The published literature also reports on specific drug classes and commonly prescribed drugs with the potential for DDIs with ritonavir [16, 24, 99‐105]. In the recent analysis by Gerhart et al. of the potential for DDIs with the top 100 drugs prescribed in the United States to adults who are eligible for nirmatrelvir/ritonavir treatment for COVID-19, the most common classes of drugs expected to interact with the antiviral regimen included corticosteroids, narcotic analgesics, anticoagulants, and statins; among the top 10 most commonly prescribed drugs, only four have potential for DDI, all of which can be managed through monitoring or dose modification of the coadministered drug [83]. If DDIs are not specifically identified within the regulator labels or available tools, the prescriber/healthcare professional may need to assess drug metabolism pathways for potentially relevant interactions with nirmatrelvir/ritonavir and determine the clinical relevance of the interaction (if expected) [83].

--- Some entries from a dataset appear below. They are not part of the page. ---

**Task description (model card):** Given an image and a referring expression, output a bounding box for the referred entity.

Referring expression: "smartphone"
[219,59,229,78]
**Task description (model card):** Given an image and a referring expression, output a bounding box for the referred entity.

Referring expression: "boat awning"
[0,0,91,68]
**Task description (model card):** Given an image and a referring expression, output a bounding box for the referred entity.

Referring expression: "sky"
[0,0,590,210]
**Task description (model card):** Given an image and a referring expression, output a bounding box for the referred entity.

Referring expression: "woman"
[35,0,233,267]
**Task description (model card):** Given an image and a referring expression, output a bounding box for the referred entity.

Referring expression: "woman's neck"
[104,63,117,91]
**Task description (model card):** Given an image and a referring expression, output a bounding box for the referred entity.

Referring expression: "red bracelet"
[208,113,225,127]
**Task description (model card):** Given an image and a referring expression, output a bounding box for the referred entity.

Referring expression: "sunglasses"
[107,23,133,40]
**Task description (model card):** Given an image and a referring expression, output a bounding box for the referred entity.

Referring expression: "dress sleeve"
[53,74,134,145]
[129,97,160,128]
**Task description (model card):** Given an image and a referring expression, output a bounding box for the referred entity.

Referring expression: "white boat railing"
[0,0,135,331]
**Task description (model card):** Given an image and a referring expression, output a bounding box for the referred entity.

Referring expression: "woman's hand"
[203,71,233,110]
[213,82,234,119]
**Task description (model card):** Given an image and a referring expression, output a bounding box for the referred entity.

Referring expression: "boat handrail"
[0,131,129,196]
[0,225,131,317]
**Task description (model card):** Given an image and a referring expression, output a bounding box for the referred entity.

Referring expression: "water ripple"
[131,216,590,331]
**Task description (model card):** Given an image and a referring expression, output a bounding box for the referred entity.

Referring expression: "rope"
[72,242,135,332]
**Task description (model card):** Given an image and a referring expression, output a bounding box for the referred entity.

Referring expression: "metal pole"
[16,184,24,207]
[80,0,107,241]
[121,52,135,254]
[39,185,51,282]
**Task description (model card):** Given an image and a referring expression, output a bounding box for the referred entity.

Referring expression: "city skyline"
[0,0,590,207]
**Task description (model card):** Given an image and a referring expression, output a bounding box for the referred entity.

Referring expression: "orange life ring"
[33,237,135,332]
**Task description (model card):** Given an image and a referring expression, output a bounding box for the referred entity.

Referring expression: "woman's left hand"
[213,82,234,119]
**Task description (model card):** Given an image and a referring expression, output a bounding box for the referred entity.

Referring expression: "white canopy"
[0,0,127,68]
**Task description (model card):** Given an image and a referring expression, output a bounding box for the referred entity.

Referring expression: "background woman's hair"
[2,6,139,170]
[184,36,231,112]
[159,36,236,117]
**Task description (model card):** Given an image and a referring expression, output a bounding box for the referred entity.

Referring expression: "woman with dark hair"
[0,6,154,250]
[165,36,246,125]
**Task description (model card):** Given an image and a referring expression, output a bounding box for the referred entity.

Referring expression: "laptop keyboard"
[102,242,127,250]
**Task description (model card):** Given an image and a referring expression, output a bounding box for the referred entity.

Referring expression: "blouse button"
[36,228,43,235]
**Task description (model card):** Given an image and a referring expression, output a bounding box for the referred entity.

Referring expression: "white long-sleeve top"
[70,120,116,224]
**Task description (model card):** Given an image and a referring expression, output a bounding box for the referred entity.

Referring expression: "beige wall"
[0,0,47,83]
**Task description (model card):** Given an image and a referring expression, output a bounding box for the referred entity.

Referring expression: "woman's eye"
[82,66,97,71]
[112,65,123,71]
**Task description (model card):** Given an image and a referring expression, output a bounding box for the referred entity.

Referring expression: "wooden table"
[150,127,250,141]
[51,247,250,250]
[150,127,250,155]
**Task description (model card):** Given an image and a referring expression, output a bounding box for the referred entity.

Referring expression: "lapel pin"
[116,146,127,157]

It should be noted, enhancer-free antiviral therapies for short-term treatment of COVID-19 are currently in clinical trials and include protease inhibitors (PF-07817883, ensitrelvir, RAY1216, pomotrelvir), deuterated remdesivir hydrobromide (VV116), a microtubule disruptor (sabizabulin), guanosine nucleotide analog double prodrug RNA polymerase inhibitor (bemnifosbuvir), and designed ankyrin repeat protein (ensovibep) [106‐117]. Depending on demonstration of antiviral efficacy, safety, and tolerability of these new putative therapies, such enhancer-free drugs may eventually mitigate some of the challenges associated with co-medication management, presuming the new therapies do not themselves perpetrate major DDIs.

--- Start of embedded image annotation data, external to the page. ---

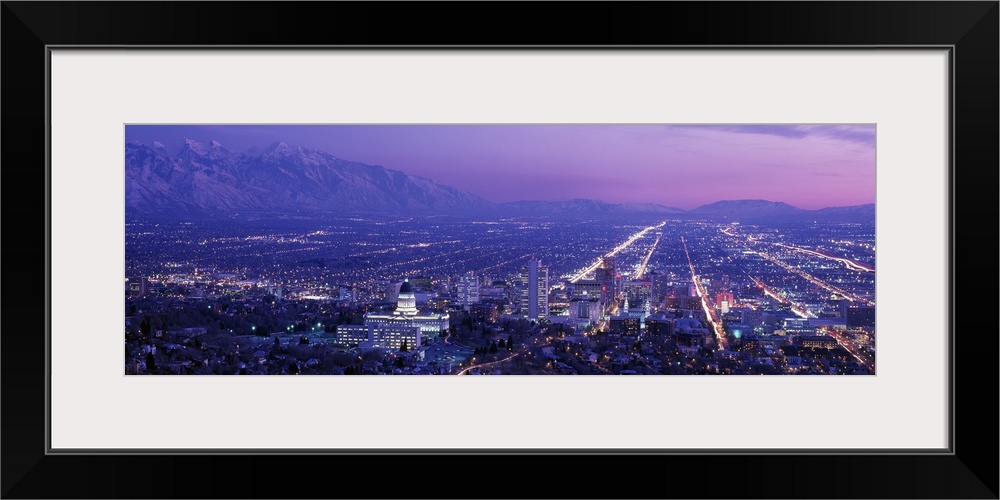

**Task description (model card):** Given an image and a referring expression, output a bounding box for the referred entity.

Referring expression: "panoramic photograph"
[123,124,876,375]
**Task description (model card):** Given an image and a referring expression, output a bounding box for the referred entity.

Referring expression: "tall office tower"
[521,257,549,319]
[623,281,652,306]
[458,271,479,309]
[715,292,736,314]
[595,257,617,307]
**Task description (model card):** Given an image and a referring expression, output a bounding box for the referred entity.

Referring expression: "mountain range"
[125,140,875,221]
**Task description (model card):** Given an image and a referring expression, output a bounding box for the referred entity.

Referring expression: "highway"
[681,236,729,349]
[569,221,667,283]
[772,243,875,273]
[633,233,663,279]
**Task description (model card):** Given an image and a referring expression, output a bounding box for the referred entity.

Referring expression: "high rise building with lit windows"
[521,256,549,319]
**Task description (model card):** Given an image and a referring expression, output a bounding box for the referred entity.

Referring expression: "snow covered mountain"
[125,140,493,214]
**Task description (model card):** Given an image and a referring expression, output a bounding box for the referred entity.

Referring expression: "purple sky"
[125,125,875,209]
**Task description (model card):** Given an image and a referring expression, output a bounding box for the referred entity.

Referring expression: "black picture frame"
[0,1,1000,498]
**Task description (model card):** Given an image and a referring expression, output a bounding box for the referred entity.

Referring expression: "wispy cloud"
[706,125,875,147]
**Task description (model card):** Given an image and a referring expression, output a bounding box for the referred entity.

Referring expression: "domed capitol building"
[337,280,449,349]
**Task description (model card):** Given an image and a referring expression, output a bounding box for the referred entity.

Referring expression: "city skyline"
[126,125,875,210]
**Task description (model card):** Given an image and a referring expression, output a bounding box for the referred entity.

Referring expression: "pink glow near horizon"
[126,125,875,209]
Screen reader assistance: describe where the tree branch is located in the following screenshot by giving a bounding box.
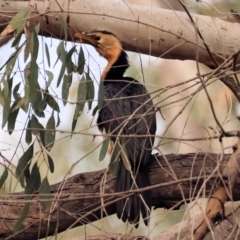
[0,0,240,68]
[0,153,240,239]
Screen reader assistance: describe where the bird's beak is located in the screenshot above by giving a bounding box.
[74,33,98,47]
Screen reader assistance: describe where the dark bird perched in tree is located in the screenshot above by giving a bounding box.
[75,30,156,227]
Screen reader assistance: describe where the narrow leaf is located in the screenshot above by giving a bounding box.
[46,93,60,112]
[109,141,121,176]
[45,70,54,88]
[13,82,21,100]
[72,76,87,131]
[31,28,39,61]
[25,120,32,145]
[30,114,39,135]
[121,144,131,172]
[2,78,13,128]
[12,31,23,48]
[57,63,66,87]
[8,102,19,135]
[23,41,30,62]
[86,70,94,110]
[39,177,51,211]
[28,61,40,103]
[98,81,105,110]
[0,167,8,188]
[38,98,47,112]
[99,136,110,161]
[15,144,33,187]
[62,74,72,105]
[9,7,30,34]
[45,43,51,67]
[58,16,67,40]
[66,46,76,74]
[13,203,30,233]
[5,49,21,75]
[77,47,85,75]
[110,141,121,164]
[92,105,98,116]
[47,154,54,173]
[44,115,55,151]
[24,162,41,199]
[56,113,60,127]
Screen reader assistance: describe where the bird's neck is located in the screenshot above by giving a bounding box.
[102,51,129,82]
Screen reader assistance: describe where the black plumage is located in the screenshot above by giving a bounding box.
[75,31,156,227]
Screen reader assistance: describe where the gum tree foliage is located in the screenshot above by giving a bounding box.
[0,8,114,233]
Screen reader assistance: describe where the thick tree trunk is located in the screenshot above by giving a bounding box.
[0,0,240,67]
[0,153,236,239]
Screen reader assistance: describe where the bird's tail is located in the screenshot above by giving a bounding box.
[115,160,151,228]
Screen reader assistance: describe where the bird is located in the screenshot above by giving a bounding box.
[74,30,156,228]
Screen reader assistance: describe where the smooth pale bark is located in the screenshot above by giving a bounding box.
[0,0,240,67]
[0,153,240,239]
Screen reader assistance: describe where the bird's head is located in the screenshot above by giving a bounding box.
[74,30,122,63]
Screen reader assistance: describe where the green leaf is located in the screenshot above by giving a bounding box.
[28,61,38,104]
[47,154,54,173]
[13,203,30,233]
[72,76,87,131]
[30,27,39,61]
[54,41,67,63]
[38,98,47,112]
[44,115,55,151]
[0,188,9,199]
[98,81,105,110]
[77,46,86,75]
[2,78,13,128]
[9,7,30,34]
[8,101,19,135]
[92,105,98,116]
[15,144,33,187]
[12,31,23,48]
[24,162,41,199]
[56,113,60,127]
[0,86,5,106]
[66,46,76,74]
[13,82,21,100]
[5,49,21,75]
[0,167,8,188]
[34,22,40,35]
[38,122,46,146]
[46,91,60,112]
[23,41,30,62]
[45,43,51,67]
[109,141,121,176]
[58,16,67,40]
[72,118,77,131]
[25,120,32,145]
[62,74,72,105]
[110,141,121,164]
[86,72,94,110]
[45,70,54,88]
[39,177,51,211]
[30,114,39,135]
[57,63,66,87]
[109,159,120,177]
[99,136,110,161]
[121,144,132,172]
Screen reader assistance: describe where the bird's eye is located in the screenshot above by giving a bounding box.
[93,36,100,41]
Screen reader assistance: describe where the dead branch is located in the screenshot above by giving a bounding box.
[0,153,240,239]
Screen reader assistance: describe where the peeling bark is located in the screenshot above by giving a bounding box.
[0,153,240,239]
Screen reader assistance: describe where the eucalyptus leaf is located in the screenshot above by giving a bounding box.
[13,203,30,233]
[39,177,51,211]
[44,115,56,151]
[0,167,8,188]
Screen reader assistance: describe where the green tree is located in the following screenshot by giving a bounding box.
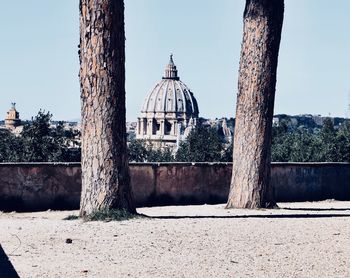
[176,126,223,162]
[0,129,24,162]
[336,120,350,162]
[319,118,340,162]
[128,139,174,162]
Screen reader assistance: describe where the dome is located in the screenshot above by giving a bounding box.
[136,55,199,146]
[141,55,199,118]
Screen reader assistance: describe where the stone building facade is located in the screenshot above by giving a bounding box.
[136,55,199,147]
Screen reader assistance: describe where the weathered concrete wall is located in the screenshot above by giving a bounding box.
[0,163,350,211]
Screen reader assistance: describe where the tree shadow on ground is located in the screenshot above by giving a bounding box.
[281,208,350,211]
[143,213,350,219]
[0,245,19,278]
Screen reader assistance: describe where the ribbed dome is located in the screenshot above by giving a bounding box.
[142,55,198,118]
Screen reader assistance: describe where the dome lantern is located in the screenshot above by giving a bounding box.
[163,54,180,80]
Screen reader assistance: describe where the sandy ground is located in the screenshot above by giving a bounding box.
[0,201,350,278]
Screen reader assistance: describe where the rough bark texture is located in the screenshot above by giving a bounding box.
[227,0,284,208]
[80,0,136,216]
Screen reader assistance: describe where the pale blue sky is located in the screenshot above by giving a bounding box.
[0,0,350,120]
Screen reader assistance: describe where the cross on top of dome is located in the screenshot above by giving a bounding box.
[163,53,180,80]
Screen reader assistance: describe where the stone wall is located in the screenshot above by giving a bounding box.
[0,163,350,211]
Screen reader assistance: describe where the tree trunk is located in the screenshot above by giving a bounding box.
[226,0,284,208]
[79,0,136,216]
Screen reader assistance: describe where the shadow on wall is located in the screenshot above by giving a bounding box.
[0,162,350,212]
[0,245,19,278]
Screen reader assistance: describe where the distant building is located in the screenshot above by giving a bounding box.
[136,55,199,146]
[5,102,21,129]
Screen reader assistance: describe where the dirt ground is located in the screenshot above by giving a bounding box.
[0,200,350,278]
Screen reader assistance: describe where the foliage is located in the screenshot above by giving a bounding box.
[84,209,141,221]
[0,110,80,162]
[272,118,350,162]
[176,125,224,162]
[128,139,174,162]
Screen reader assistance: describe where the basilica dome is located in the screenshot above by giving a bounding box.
[136,55,199,145]
[141,55,198,118]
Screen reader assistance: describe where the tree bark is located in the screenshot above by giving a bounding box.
[79,0,136,216]
[226,0,284,208]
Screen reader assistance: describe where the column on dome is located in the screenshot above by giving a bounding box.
[171,120,177,135]
[160,119,165,135]
[142,118,147,135]
[147,119,153,135]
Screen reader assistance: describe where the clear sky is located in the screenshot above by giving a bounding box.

Ritonavir has been available as an HIV therapy or PK enhancer to other antiviral agents for decades and has a well-characterized safety profile. Ritonavir-enhanced treatments allow for lower doses of the concomitantly administered drugs due to increased bioavailability, improved dosing schedules, reduced pill burden, and lower costs. The same mechanism by which ritonavir acts as a PK enhancer to increase the bioavailability of antivirals for an effective and well-tolerated regimen is also responsible for potentially triggering DDIs. Because of the extensive experience with ritonavir, several tools and approaches exist to help healthcare providers identify and mitigate potential DDIs. Approaches to co-medication management vary depending on the coadministered therapy the patient is receiving and its associated risk for interaction. During short-term antiviral treatment in adults with mild to moderate COVID-19 at high risk of progression to severe diseases, many commonly prescribed drugs likely to be taken by antiviral-eligible patients having little to no potential interaction with ritonavir-enhanced nirmatrelvir, and those that do have potential for DDIs are mostly manageable with straightforward and routine approaches, such as increased monitoring or dose modification. When prescribed correctly, and with the proper consideration for concomitant medications, ritonavir-enhanced antiviral regimens are safe and manageable.